The number of points assigned to a particular activity is determined by how it will influence a person’s longevity, based on Vitality’s internal findings — and its level of difficulty. “Stopping smoking is more valuable than one session of activity,” explained Alan Pollard, chief executive of Vitality. “If something is a complex behavioral change, it will attract more points.”
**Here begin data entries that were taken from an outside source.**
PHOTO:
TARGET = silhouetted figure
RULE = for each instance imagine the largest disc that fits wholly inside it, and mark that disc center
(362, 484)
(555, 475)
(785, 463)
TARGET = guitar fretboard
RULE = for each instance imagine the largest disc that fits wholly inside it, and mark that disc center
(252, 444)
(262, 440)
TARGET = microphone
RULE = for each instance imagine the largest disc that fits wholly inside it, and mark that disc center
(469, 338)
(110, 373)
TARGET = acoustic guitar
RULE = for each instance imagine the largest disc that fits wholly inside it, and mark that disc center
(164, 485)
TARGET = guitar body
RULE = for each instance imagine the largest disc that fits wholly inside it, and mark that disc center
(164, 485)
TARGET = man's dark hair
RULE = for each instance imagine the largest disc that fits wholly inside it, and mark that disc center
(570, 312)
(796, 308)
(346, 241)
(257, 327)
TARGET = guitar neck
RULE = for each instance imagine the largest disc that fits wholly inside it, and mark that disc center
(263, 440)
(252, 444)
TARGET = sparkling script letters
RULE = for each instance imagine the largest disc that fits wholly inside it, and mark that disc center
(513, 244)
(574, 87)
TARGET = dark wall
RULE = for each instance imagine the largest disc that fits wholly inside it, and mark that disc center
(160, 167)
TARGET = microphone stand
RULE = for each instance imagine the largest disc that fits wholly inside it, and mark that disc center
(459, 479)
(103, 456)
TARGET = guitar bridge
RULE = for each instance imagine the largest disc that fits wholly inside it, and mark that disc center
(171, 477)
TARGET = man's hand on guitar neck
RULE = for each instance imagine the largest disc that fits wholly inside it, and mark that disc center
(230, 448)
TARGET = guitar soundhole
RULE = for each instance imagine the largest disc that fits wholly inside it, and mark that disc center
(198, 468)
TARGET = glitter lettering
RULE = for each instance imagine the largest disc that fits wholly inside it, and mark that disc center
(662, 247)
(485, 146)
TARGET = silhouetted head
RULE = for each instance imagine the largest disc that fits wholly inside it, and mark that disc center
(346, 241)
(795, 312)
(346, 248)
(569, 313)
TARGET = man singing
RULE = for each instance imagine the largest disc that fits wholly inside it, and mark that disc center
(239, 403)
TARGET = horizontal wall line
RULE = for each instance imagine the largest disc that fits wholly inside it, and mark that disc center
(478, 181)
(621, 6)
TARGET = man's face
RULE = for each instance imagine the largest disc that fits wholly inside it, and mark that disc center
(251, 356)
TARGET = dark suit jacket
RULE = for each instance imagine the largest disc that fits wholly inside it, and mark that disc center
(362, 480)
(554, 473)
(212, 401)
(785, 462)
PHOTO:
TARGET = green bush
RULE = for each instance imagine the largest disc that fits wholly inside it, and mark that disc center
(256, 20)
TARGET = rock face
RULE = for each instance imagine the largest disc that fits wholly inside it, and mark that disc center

Vitality’s research has found that Americans are generally five years older than their actual age, after taking into account various health and wellness factors. All participating policyholders will be given a “Vitality age,” which will help the program set personal guideposts.

“The people who have the time to devote to jumping through all the hoops are likely to be better off than average, and those healthy enough to do wellness activities may be unrepresentative of the chronically ill,” said Frank Pasquale, a professor at University of Maryland Carey School of Law. “I believe that is one reason why there is empirical research severely questioning the value of wellness programs.”

John Hancock, which operates in all 50 states, said the universal life program had been approved by insurance regulators in 30 states, while the term program is available in 20 states; more states are expected to be announced throughout the year. It said no regulators had declined to approve it yet.

“It changes the paradigm of life insurance,” Dr. Volpp said. “In some sense, it tries to change your insurance into less of a passive vehicle that pays the bills if something happens, into a more active vehicle to get people to lower their risk.”